Такая клятва была священна. Она поверила мне, и по ее губам скользнула девичья улыбка.

— Когда? — спросила она.

— Они думают, в конце следующей недели.

Она потянулась ко мне, и я нагнулся, а она крепко поцеловала меня в лоб и спрятала личико у меня на плече.

— Когда ты поправишься, мы устроим праздник.

Я почувствовал, что она кивнула.

— И тогда ты наконец разрешишь Фреду войти в дом.

Она отпустила меня и помахала указательным пальцем перед моим носом.

— Что со мной на самом деле? Скажи честно, Бен.

Я не знал, чего она ждала — правды или лжи.

— У тебя какая-то бородавка на печени. Она перекрывает проток, поэтому тебе было так плохо, когда тебя привезли сюда. Но они провели через бородавку трубочку, чтобы твоя печень могла по-прежнему очищать кровь. Они все проверили, кровь у тебя хорошая, печень работает, а почки как у молоденькой девушки.

Широко раскрыв глаза, переполненная доверием к моим словам, она слушала всю эту ахинею.

— Бенни, — сказала она, — я как раз подумала: а почему жилетку? Ты ведь никогда не носишь жилеток?

Мое объяснение ее удовлетворило. Больше ничего не требовалось. Речь шла не о правде. Речь шла о ритуале. Жилетка.

— Мам, я как раз потому и не ношу жилеток, что у меня их нет.

— А если у тебя будет жилетка? Ты станешь ее носить?

Какая разница. Если понадобится, я готов на коленях ползать, умоляя подарить мне жилетку.

— Стану.

— Не верю я тебе.

— Я буду носить эту жилетку, ведь ее мне подаришь ты.

— Синюю жилетку без рисунка?

Она помнила даже это. Я кивнул, преисполненный надежд.

— А знаешь, какая тебе пойдет? Бордовая с мелким черным рисунком.

Я кивнул. Она взяла меня за руку и ободряюще пожала ее, как будто именно я нуждался в поддержке.

— Как все будет дальше?

— Что, мама?

— Там. Люди. Война.

— Мы должны им помочь, — сказал я.

— Ты это сделаешь?

— Да.

— Обещаешь?

— Да.

Когда я днем вернулся в больницу, ей после приступа боли ввели морфин, и она уснула. Она бредила, твердила, что они с Беньямином ходили по магазинам, покупали подарки для мамы.

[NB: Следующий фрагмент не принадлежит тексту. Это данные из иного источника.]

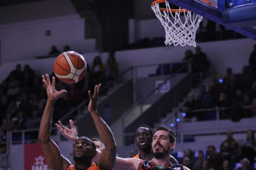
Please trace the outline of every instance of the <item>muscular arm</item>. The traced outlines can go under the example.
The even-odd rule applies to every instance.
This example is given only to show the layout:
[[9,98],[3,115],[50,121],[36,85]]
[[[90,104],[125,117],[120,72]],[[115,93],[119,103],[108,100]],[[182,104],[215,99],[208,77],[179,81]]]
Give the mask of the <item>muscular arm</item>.
[[88,92],[90,98],[88,110],[92,115],[98,133],[105,145],[105,148],[102,150],[100,160],[98,161],[99,166],[102,169],[111,170],[116,162],[116,145],[114,136],[109,127],[100,116],[96,110],[98,96],[100,87],[101,84],[95,86],[93,96],[90,91]]
[[51,82],[48,75],[46,79],[43,76],[43,82],[46,89],[48,99],[43,116],[41,119],[40,127],[39,129],[38,139],[41,143],[45,159],[51,169],[64,170],[70,163],[63,157],[59,152],[57,145],[50,137],[51,128],[51,117],[55,100],[60,97],[65,91],[58,92],[55,88],[55,81],[53,78],[53,84]]

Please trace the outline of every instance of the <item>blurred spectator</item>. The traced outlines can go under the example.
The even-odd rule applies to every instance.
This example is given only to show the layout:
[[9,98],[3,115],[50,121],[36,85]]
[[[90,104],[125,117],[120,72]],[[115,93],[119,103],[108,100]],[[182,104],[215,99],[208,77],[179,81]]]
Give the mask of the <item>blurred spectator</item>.
[[36,108],[39,113],[43,113],[46,100],[45,99],[40,99],[39,96],[35,94],[33,94],[30,96],[31,97],[29,100],[30,105],[32,108]]
[[25,126],[27,129],[39,128],[40,121],[41,118],[38,112],[36,109],[34,109],[32,112],[32,117],[26,121]]
[[94,86],[96,84],[103,84],[105,78],[105,73],[106,70],[101,63],[101,59],[100,56],[96,56],[91,68],[91,75],[93,79],[92,87],[90,88],[91,91],[93,91]]
[[17,79],[19,83],[21,82],[21,80],[23,77],[23,71],[22,70],[21,64],[18,63],[16,65],[15,70],[12,71],[9,76],[7,77],[6,80],[7,81],[10,81],[10,78],[12,77],[15,79]]
[[237,141],[233,137],[232,130],[228,130],[226,136],[227,139],[222,142],[220,145],[220,153],[233,166],[234,163],[239,160],[240,146]]
[[193,59],[193,52],[190,50],[187,50],[185,57],[182,59],[182,62],[190,62]]
[[222,164],[222,168],[221,170],[233,170],[233,168],[230,166],[229,162],[228,160],[224,160]]
[[245,158],[241,160],[242,167],[238,168],[236,170],[253,170],[250,167],[250,161]]
[[242,74],[239,76],[239,84],[242,89],[250,89],[253,82],[253,77],[250,73],[249,66],[244,66]]
[[208,92],[206,91],[205,85],[201,85],[200,87],[197,100],[200,108],[210,108],[211,107],[211,96]]
[[189,169],[192,169],[194,167],[194,152],[190,148],[186,148],[184,152],[183,158],[180,160],[179,163],[185,166],[188,167]]
[[224,160],[223,155],[216,152],[215,147],[210,145],[207,147],[207,152],[209,155],[208,161],[210,166],[215,170],[220,170]]
[[191,160],[187,156],[185,156],[182,158],[181,164],[183,166],[185,166],[186,167],[189,168],[190,169],[192,169],[193,168],[193,167],[192,166],[192,164],[191,164]]
[[18,107],[16,106],[14,102],[12,101],[9,103],[6,110],[6,113],[11,113],[12,115],[15,115],[16,111],[18,110]]
[[19,82],[17,79],[11,77],[9,81],[8,90],[6,95],[8,99],[8,101],[16,102],[17,97],[19,94],[20,88],[19,87]]
[[249,93],[250,95],[251,99],[256,99],[256,81],[254,81],[252,84],[252,88],[249,91]]
[[256,71],[256,44],[254,46],[254,51],[250,54],[249,62],[252,71],[255,72]]
[[253,116],[253,111],[250,108],[244,108],[244,106],[252,105],[252,101],[250,99],[248,93],[244,94],[242,100],[234,103],[228,109],[229,117],[233,121],[239,121],[242,118],[251,118]]
[[194,94],[189,92],[187,94],[187,101],[186,102],[184,105],[181,107],[181,111],[186,113],[186,118],[195,118],[197,119],[196,114],[191,111],[194,109],[196,109],[197,108],[198,104],[197,100],[195,100]]
[[233,75],[233,70],[232,68],[230,67],[228,67],[226,70],[226,75],[223,78],[223,84],[224,84],[226,81],[230,79],[230,76]]
[[26,129],[25,123],[26,123],[26,118],[25,118],[24,112],[20,110],[17,113],[16,118],[14,118],[14,130],[20,130]]
[[61,52],[57,49],[56,46],[51,46],[51,51],[49,52],[48,55],[59,55],[61,54]]
[[63,52],[70,51],[70,47],[69,45],[66,45],[63,48]]
[[220,84],[216,76],[211,77],[211,83],[209,86],[209,92],[213,97],[213,102],[216,102],[222,92],[222,85]]
[[19,105],[19,109],[26,113],[26,117],[32,117],[32,107],[29,101],[29,96],[27,94],[23,94],[21,96],[21,102]]
[[219,99],[215,104],[216,111],[219,111],[220,119],[223,119],[229,118],[229,115],[228,114],[228,110],[221,110],[220,108],[222,107],[227,108],[229,107],[231,104],[230,100],[227,98],[226,94],[221,92],[220,94]]
[[236,76],[234,74],[230,75],[225,80],[223,79],[222,84],[223,91],[228,95],[228,98],[233,99],[236,95],[236,89],[239,87],[239,83]]
[[216,22],[210,20],[207,20],[206,26],[207,41],[216,40]]
[[254,132],[248,130],[246,139],[241,144],[241,158],[247,158],[250,161],[254,161],[256,156],[256,141]]
[[8,91],[8,81],[6,79],[4,79],[2,81],[2,84],[0,85],[0,87],[3,90],[4,95],[6,95],[7,92]]
[[240,89],[237,88],[236,89],[236,94],[233,96],[231,102],[233,103],[236,103],[243,100],[244,98],[244,92]]
[[213,170],[211,167],[210,166],[210,163],[207,160],[203,160],[200,166],[200,170]]
[[[4,95],[3,89],[0,87],[0,119],[4,118],[4,113],[6,113],[7,107],[8,100],[7,97]],[[0,126],[2,123],[0,122]]]
[[28,77],[32,79],[32,81],[33,81],[34,77],[35,77],[35,71],[34,71],[34,70],[32,70],[32,68],[31,68],[31,67],[29,66],[29,65],[26,64],[24,66],[23,72],[24,72],[24,73],[28,73]]
[[11,131],[14,128],[14,121],[12,120],[12,116],[11,113],[6,114],[6,118],[2,121],[2,126],[1,129],[6,132],[7,131]]
[[201,168],[201,164],[204,160],[205,154],[202,150],[198,151],[198,160],[194,164],[194,170],[199,170]]
[[[253,116],[252,110],[250,108],[243,108],[244,106],[252,105],[252,100],[250,99],[250,94],[249,93],[245,93],[244,94],[243,100],[235,103],[236,107],[241,110],[240,115],[242,118],[251,118]],[[237,110],[237,111],[239,110]]]
[[4,144],[6,142],[6,136],[4,132],[0,129],[0,154],[6,153],[7,144]]
[[73,107],[75,107],[82,102],[82,91],[78,84],[70,84],[70,102]]
[[111,81],[114,79],[118,74],[118,64],[116,62],[114,54],[114,51],[111,51],[109,52],[109,57],[106,65],[106,77],[108,78],[108,81]]

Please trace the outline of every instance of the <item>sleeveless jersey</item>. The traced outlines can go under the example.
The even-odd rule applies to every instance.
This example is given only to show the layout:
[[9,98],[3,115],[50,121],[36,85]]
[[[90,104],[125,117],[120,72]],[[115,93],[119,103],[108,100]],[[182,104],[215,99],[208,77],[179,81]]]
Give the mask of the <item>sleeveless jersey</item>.
[[[75,166],[74,164],[70,164],[69,165],[66,170],[79,170],[77,168],[75,168]],[[95,162],[93,162],[93,164],[92,166],[90,166],[89,168],[87,168],[86,170],[100,170],[100,167],[98,166],[97,164]]]
[[144,169],[166,169],[166,170],[183,170],[183,166],[182,164],[171,164],[171,162],[164,166],[158,166],[155,163],[153,160],[140,160],[137,170]]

На следующее утро у нее отекли руки и ноги. Влага сочилась сквозь кожу. Пальцы бессильно лежали на испачканной простыне.

Врачи запретили ей есть, Фред попытался дать ей витамины, но она не могла глотать. И пряталась от нас в глубоком сне.

Когда я был рядом с нею один, без Фреда или Инги, я приподнимал ее веки и видел пустой взгляд. Где она была? Может быть, она уже попрощалась?

Я продолжал разговаривать с ней о моей работе и о великолепном выборе жилеток в «The English Hatter», шотландском магазине на улице Хейлихевех, где продавался трикотаж фирмы «Уильям Локки». Когда жидкость начала скапливаться и в легких, дыхание у мамы стало тяжелым и усталым. Мы сидели рядом с нею и в отчаянии бодро разговаривали друг с другом, меж тем как ее хрупкое маленькое тело растворялось в космической боли.

Мне хотелось еще так много узнать, но она не дала такой возможности. Может быть, после той неудачи в Сплите ее дух решил предоставить карциноме свободу? В чем заключена связь между телом и силой воли? Болезнь развивалась так, как предсказывали врачи, но я не мог избавиться от мысли, что она сама решила повернуться к миру спиной.

Она умерла в понедельник ночью, около четверти третьего, когда мы с Фредом оставили ее на минутку, чтобы выпить кофе внизу, в величественном холле Центральной больницы.